Talking about sub-regional connectivity, the negotiations on the movement of cargo and passenger vehicles under the BBIN framework are underway, he said.
Successful conclusion of the negotiations, by addressing each other’s concerns, if any, will be a significant milestone towards achieving seamless road connectivity in the sub-region, said the envoy.
Talking about digital connectivity, he said it is one of the emerging frontiers. “IT sector is flourishing both in Nepal and Bangladesh. We need to explore this new area, promote collaboration, and enhance digital connectivity.”
Bhandari said historically tourism and people-to-people exchanges have been a strong connecting thread between the two countries.”Our two countries offer unique and diverse touristic products- be it in terms of Nepal’s majestic mountains, verdant valleys, beautiful waterfalls and historical and archaeological sites or Bangladesh’s fertile plains, exquisite sea beaches, captivating mangrove forests, and cultural and historical monuments,” he said.

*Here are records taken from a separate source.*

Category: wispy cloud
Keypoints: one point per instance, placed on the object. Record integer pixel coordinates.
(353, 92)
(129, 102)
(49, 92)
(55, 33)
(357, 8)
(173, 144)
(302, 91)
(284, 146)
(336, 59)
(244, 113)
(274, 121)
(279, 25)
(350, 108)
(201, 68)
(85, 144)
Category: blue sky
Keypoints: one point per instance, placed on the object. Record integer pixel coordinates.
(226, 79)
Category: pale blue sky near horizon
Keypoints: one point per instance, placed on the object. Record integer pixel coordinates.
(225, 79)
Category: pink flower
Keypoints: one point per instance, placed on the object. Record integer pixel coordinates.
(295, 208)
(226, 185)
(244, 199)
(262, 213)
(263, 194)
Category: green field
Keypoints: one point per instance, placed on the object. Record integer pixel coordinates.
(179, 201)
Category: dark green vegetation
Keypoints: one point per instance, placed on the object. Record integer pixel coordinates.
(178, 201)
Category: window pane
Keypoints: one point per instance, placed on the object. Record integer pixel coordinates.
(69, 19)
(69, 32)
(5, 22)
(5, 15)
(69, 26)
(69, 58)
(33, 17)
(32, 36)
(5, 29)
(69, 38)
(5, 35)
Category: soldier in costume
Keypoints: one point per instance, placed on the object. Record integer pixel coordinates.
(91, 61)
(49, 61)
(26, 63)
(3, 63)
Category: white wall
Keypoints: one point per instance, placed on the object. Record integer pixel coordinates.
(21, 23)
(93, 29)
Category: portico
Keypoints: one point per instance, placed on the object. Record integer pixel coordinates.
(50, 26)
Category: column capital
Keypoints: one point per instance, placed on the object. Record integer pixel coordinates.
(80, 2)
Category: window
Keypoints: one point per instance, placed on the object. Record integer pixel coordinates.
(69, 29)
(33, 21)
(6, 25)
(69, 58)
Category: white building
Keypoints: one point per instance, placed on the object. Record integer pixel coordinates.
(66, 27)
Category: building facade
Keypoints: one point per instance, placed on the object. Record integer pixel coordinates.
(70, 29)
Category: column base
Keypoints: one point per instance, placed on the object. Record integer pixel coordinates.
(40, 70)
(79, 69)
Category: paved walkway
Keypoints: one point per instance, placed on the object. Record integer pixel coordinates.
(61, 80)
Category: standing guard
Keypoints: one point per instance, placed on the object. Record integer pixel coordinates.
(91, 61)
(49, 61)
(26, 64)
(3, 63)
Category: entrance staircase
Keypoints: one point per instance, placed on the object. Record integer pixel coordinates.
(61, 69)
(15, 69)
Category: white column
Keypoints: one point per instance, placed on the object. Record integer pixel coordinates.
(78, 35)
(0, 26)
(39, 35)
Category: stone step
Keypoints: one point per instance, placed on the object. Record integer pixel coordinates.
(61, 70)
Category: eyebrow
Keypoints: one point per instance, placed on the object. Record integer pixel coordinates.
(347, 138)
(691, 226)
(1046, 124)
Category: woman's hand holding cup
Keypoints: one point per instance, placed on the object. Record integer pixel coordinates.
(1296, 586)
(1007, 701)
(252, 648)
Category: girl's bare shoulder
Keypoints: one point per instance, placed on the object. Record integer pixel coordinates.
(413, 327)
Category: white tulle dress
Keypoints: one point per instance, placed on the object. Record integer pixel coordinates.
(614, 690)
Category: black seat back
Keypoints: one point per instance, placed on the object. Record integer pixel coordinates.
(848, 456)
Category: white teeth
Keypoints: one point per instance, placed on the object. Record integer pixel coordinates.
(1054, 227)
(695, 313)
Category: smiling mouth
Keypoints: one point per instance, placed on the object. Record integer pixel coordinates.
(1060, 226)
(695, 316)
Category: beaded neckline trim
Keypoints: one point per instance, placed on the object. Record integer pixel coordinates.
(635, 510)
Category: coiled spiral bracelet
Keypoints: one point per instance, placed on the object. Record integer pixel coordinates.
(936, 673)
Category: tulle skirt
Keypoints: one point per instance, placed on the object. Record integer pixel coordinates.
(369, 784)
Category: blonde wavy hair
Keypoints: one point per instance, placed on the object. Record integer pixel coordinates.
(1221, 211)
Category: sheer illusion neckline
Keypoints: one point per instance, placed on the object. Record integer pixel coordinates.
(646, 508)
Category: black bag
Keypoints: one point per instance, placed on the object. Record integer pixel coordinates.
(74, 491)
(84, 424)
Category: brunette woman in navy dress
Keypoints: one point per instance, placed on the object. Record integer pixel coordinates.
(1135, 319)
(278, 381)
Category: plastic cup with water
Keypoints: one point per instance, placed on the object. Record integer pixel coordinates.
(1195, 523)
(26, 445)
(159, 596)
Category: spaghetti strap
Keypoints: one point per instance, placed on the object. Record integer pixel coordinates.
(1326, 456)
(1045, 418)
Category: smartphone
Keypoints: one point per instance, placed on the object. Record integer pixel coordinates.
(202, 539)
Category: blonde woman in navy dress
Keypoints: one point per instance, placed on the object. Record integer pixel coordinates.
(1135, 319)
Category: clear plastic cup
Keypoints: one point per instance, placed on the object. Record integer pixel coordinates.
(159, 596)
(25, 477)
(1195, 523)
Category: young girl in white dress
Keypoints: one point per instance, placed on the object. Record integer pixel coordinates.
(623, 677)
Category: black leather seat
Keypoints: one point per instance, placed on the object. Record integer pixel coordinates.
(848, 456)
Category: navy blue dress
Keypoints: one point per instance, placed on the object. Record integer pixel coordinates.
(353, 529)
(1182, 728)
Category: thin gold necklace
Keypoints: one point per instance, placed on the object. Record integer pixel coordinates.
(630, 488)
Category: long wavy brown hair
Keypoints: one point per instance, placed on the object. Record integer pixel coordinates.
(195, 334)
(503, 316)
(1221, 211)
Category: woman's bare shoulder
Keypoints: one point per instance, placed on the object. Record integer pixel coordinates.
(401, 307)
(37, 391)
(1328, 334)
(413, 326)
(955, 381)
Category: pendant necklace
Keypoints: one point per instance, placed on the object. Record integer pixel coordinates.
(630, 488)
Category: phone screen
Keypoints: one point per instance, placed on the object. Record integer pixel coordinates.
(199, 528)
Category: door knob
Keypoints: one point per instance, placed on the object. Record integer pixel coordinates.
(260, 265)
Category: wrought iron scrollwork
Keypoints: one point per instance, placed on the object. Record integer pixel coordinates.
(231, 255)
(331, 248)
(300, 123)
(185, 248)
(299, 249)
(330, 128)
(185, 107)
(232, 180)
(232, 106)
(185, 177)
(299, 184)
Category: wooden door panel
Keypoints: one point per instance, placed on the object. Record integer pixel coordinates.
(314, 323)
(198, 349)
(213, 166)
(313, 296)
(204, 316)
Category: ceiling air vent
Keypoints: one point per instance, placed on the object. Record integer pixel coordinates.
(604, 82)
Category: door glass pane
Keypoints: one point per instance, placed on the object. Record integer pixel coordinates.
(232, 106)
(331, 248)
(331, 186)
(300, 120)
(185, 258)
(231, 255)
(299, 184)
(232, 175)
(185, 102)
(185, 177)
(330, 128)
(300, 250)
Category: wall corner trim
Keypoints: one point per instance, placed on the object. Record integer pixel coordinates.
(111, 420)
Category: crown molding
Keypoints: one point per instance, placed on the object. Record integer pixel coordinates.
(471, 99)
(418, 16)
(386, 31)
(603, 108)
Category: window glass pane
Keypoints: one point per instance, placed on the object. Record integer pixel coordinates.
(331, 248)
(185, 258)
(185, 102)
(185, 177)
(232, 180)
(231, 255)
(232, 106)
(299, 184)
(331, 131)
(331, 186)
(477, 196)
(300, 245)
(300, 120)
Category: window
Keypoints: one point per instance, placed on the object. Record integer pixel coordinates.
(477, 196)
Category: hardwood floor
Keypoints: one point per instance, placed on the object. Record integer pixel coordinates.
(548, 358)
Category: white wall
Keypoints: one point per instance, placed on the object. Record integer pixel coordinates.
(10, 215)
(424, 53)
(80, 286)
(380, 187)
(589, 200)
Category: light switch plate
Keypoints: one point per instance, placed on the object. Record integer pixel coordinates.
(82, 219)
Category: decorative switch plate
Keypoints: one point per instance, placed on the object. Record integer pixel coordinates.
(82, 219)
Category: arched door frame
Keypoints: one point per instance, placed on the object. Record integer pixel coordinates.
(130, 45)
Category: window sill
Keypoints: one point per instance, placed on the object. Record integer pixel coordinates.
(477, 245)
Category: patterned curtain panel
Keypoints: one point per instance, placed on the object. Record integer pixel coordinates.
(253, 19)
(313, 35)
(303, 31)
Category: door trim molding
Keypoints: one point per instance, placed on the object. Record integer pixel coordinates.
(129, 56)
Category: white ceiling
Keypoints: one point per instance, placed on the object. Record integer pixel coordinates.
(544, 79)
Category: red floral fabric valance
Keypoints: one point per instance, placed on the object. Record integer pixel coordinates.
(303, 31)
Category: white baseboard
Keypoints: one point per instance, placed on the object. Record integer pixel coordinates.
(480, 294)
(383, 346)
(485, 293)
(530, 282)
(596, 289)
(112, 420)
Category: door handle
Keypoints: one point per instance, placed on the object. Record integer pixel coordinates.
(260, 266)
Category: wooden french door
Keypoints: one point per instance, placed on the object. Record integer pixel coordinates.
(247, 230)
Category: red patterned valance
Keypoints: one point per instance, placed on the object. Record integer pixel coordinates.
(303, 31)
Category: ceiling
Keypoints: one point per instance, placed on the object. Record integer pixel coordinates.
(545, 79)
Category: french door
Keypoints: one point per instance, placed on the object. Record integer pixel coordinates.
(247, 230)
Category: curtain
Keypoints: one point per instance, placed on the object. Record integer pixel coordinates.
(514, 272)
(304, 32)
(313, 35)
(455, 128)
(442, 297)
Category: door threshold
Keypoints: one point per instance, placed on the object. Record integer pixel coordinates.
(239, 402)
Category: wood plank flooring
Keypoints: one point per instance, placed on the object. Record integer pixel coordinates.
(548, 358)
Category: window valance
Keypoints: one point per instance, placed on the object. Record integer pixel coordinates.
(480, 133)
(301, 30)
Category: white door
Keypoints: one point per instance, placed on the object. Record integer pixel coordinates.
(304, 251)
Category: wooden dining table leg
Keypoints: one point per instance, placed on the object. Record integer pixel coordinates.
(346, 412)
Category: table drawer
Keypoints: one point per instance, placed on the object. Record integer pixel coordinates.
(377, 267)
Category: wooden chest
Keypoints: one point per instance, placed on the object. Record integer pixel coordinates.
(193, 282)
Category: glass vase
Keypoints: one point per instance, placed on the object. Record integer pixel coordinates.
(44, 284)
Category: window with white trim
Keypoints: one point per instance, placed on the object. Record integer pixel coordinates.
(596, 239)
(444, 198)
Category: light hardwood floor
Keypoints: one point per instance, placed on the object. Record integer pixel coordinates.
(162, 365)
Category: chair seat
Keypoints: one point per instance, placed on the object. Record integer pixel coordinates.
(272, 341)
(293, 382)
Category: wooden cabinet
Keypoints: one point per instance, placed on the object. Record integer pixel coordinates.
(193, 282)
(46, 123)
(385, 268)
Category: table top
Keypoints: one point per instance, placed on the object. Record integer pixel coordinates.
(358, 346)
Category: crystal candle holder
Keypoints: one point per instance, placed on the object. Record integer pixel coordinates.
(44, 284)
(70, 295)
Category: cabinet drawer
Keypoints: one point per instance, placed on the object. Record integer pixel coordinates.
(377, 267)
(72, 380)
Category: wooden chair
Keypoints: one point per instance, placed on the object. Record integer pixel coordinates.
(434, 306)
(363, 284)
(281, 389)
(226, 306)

The envoy said they must build linkages between the Himalayas and the Bay of Bengal, between hills and plains, and between markets and minds.
“But much remains to be done to connect our religious and archaeological sites, and eco-tourism and adventure destinations through tourism circuits. We must promote innovation, ignite entrepreneurship, and build stronger bonds between the peoples and business communities,” he said.
On climate change, the envoy said both Nepal and Bangladesh are at the frontline of the climate crisis.
“We can prioritize climate action and build climate-resilient pathways in line with the pledges of Nepal and Bangladesh to reduce carbon emissions and in line with the global target of net-zero emission scenario by 2050,” he said.
The ambassador said they must continue to champion the climate agenda at the global stage, just like we did around ‘loss and damage’ at Sharm El-Sheikh. “We need to continue raising voices, including for climate finance, share our experiences and best practices, and work together for protecting our peoples, and for conserving the ecosystems.”
Just like two ‘schoolmates of development’, the ambassador said, the two countries are both set to graduate from the Least Developed Country (LDC) category by 2026.
Of course, graduation is an important development milestone for both of our countries, he said, but going forward, the two countries are sure to confront various challenges including due to the loss of international support measures.
“So, we must work together and push against any pushback to ensure a smooth, sustainable, and irreversible graduation. Sharing of experiences during the current preparatory period will be critical,” the envoy said.
In his concluding remarks, Masud Khan said they must explore and exploit mutual opportunities and resources in three areas like 3 Cs, climate, culture, commerce from tourism to renewables, from climate and cultural collaboration to commercial collaboration. “The opportunities are endless.”